多くの鉄道会社において、車両はいくつかの番号を持っています。
例えば、デハ5001等の車両自体を整理するための番号、1号車等の編成内での位置を示す番号、マト1等の編成自体を整理する番号があります。
小田急においては、車両の番号と号車表示が目立つ存在で、利用していると日常的に目にするものです。

車両の番号は、新宿方から若い番号順で振られ、電動車を0から、制御車や付随車には50からの番号が振られています。
所属する車両が少なかった頃や、連接車のロマンスカーには通し番号が振られていましたが、編成内での位置関係が分かりにくくなってきたためか、2600形からは100の単位で番号を分けることにより、編成内で番号の末尾を揃えるようになりました。



もう一つの番号である号車表示は、車両の番号とは異なり小田原方から振られています。
10両編成のロマンスカーでは、小田原方の先頭車が1号車、新宿方の先頭車が10号車となっており、通勤型車両についても同様です。
例外としては4両を2編成繋いだ8両があり、7号車から10号車が編成内で重複する現象が発生します。

通勤型車両における号車表示は、分割併合が盛んに行われていた時代の案内に役立てられ、現在は忘れ物の捜索等でも活用されています。
利用者の立場では、階段との位置関係を判断したり、空いている車両を把握するために使われているのでしょう。

車両の番号と号車表示はなぜ順番が逆なのか

小田急においては、車両の番号と号車表示が逆になっていますが、なぜこのようなことが発生しているのでしょうか。
この現象はかなり昔からですが、今日に至るまで続いており、理解していないと少々混乱する部分ではありますが、利用者が車両の番号を気にすることはないでしょうから、案内上の問題はないのでしょう。

番号の法則が確立したのは車両の番号が先で、固定編成の考え方が定着する過程において、新宿方を若い番号とするようになりました。
編成が短い頃には、3両や4両だと新宿方の先頭車が奇数、小田原方の先頭車が偶数となりましたが、全電動車方式の2200形が登場するとそのような法則も崩れ始め、やがて編成内で末尾の番号を揃えるようになります。
新宿方を若い番号とした理由は定かではありませんが、そのようにしたという程度のことなのかもしれません。
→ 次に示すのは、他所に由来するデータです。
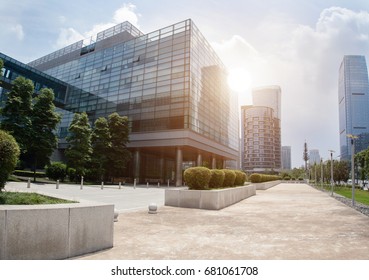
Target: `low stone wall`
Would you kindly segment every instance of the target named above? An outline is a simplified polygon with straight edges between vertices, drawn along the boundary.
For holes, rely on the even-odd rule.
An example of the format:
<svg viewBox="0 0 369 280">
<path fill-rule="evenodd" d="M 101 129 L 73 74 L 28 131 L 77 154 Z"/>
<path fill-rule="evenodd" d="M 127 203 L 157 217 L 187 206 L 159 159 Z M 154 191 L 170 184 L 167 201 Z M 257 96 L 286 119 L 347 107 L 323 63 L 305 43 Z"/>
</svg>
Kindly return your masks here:
<svg viewBox="0 0 369 280">
<path fill-rule="evenodd" d="M 113 247 L 114 205 L 1 205 L 0 259 L 66 259 Z"/>
<path fill-rule="evenodd" d="M 252 183 L 253 186 L 255 186 L 256 190 L 267 190 L 271 187 L 274 187 L 278 184 L 280 184 L 281 181 L 270 181 L 270 182 L 264 182 L 264 183 Z"/>
<path fill-rule="evenodd" d="M 255 194 L 253 185 L 219 190 L 166 189 L 165 205 L 219 210 Z"/>
</svg>

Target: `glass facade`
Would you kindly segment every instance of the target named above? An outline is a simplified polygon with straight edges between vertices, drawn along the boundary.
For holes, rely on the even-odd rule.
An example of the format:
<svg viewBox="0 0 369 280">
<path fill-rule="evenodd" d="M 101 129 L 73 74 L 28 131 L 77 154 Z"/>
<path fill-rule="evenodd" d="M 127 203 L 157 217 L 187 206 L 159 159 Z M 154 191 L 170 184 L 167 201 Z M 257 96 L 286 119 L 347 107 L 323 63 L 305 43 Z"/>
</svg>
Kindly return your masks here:
<svg viewBox="0 0 369 280">
<path fill-rule="evenodd" d="M 282 146 L 282 169 L 291 170 L 291 146 Z"/>
<path fill-rule="evenodd" d="M 364 56 L 344 56 L 338 81 L 341 159 L 351 160 L 348 134 L 358 136 L 355 152 L 369 144 L 369 83 Z"/>
<path fill-rule="evenodd" d="M 70 86 L 61 150 L 74 112 L 87 112 L 91 123 L 118 112 L 131 124 L 131 179 L 179 185 L 184 166 L 237 161 L 237 96 L 191 20 L 148 34 L 124 22 L 29 66 Z"/>
</svg>

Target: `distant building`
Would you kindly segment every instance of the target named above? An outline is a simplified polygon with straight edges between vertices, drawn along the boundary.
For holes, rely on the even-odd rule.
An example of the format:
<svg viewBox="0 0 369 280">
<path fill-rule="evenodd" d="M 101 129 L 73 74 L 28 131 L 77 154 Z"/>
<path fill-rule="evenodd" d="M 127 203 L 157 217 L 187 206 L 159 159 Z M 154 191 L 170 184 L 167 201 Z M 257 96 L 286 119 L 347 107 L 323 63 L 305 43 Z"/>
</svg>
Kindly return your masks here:
<svg viewBox="0 0 369 280">
<path fill-rule="evenodd" d="M 281 89 L 253 89 L 253 105 L 241 107 L 241 162 L 248 172 L 281 169 Z"/>
<path fill-rule="evenodd" d="M 282 169 L 291 170 L 291 146 L 282 146 Z"/>
<path fill-rule="evenodd" d="M 369 82 L 365 56 L 345 55 L 339 69 L 339 131 L 341 159 L 351 159 L 348 134 L 358 136 L 355 152 L 369 145 Z"/>
<path fill-rule="evenodd" d="M 320 154 L 319 154 L 319 150 L 312 149 L 312 150 L 309 150 L 309 164 L 310 166 L 312 166 L 315 163 L 316 164 L 320 163 Z"/>
</svg>

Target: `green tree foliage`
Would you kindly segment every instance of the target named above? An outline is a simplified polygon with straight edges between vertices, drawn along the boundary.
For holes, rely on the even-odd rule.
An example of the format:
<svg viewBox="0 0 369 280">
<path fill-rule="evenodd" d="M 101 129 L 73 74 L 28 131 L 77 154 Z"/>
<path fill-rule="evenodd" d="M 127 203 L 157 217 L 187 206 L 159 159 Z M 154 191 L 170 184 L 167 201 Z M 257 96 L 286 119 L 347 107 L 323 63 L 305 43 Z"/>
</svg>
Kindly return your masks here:
<svg viewBox="0 0 369 280">
<path fill-rule="evenodd" d="M 109 173 L 112 177 L 122 177 L 127 162 L 131 158 L 127 150 L 129 142 L 128 117 L 119 116 L 118 113 L 109 115 L 108 118 L 111 148 L 109 149 Z"/>
<path fill-rule="evenodd" d="M 8 131 L 17 141 L 21 153 L 25 153 L 32 136 L 32 94 L 33 82 L 18 77 L 13 82 L 12 90 L 7 94 L 5 106 L 1 110 L 0 128 Z"/>
<path fill-rule="evenodd" d="M 0 192 L 17 164 L 19 153 L 14 137 L 0 130 Z"/>
<path fill-rule="evenodd" d="M 38 163 L 49 164 L 52 152 L 57 148 L 58 138 L 54 131 L 60 122 L 60 115 L 55 112 L 54 92 L 44 88 L 34 98 L 31 115 L 32 135 L 27 150 L 33 161 L 34 172 Z M 34 178 L 36 180 L 36 177 Z"/>
<path fill-rule="evenodd" d="M 3 74 L 4 61 L 0 59 L 0 76 Z"/>
<path fill-rule="evenodd" d="M 91 166 L 97 178 L 104 180 L 108 169 L 109 152 L 112 148 L 108 121 L 101 117 L 95 121 L 91 135 L 92 157 Z"/>
<path fill-rule="evenodd" d="M 84 176 L 91 160 L 91 127 L 85 112 L 75 113 L 68 128 L 66 140 L 69 144 L 65 151 L 68 166 L 76 169 L 79 176 Z"/>
</svg>

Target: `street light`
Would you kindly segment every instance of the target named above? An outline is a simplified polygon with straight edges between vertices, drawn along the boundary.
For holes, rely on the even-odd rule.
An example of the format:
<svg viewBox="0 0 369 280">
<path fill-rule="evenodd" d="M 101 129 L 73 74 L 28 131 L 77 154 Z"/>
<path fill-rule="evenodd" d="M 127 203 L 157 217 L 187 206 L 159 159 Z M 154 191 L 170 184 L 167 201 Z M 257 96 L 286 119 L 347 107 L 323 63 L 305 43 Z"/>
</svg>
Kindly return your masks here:
<svg viewBox="0 0 369 280">
<path fill-rule="evenodd" d="M 356 135 L 347 134 L 347 137 L 351 139 L 351 184 L 352 184 L 352 206 L 355 206 L 355 139 L 358 137 Z"/>
<path fill-rule="evenodd" d="M 334 180 L 333 180 L 333 150 L 328 150 L 331 153 L 331 196 L 333 196 L 333 184 L 334 184 Z"/>
</svg>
号車表示については、特急で号車表示をスタートするにあたり、国鉄の基準に沿うことにしました。
つまり、東京駅を基準とした場合に西側を1号車とするもので、小田急に当てはめると小田原方が1号車となります。
新宿や小田原で国鉄の車両と並んだ場合には、基準が同じなので順番は揃っています。

こうして車両の番号と号車表示が逆の状態が発生し、今日に至るまで続いていることになります。
変えるとしたら車両の番号の順番なのかなとは思いますが、致命的な問題があるわけではないので、そのままとされているのでしょう。

おわりに

法則が確立する過程の中で、順番が逆になってしまった小田急の車両番号と号車表示。
少し分かりにくい面はあるものの、このような部分にも愛着を感じてしまうあたり、自分は小田急ファンなのだなと感じます。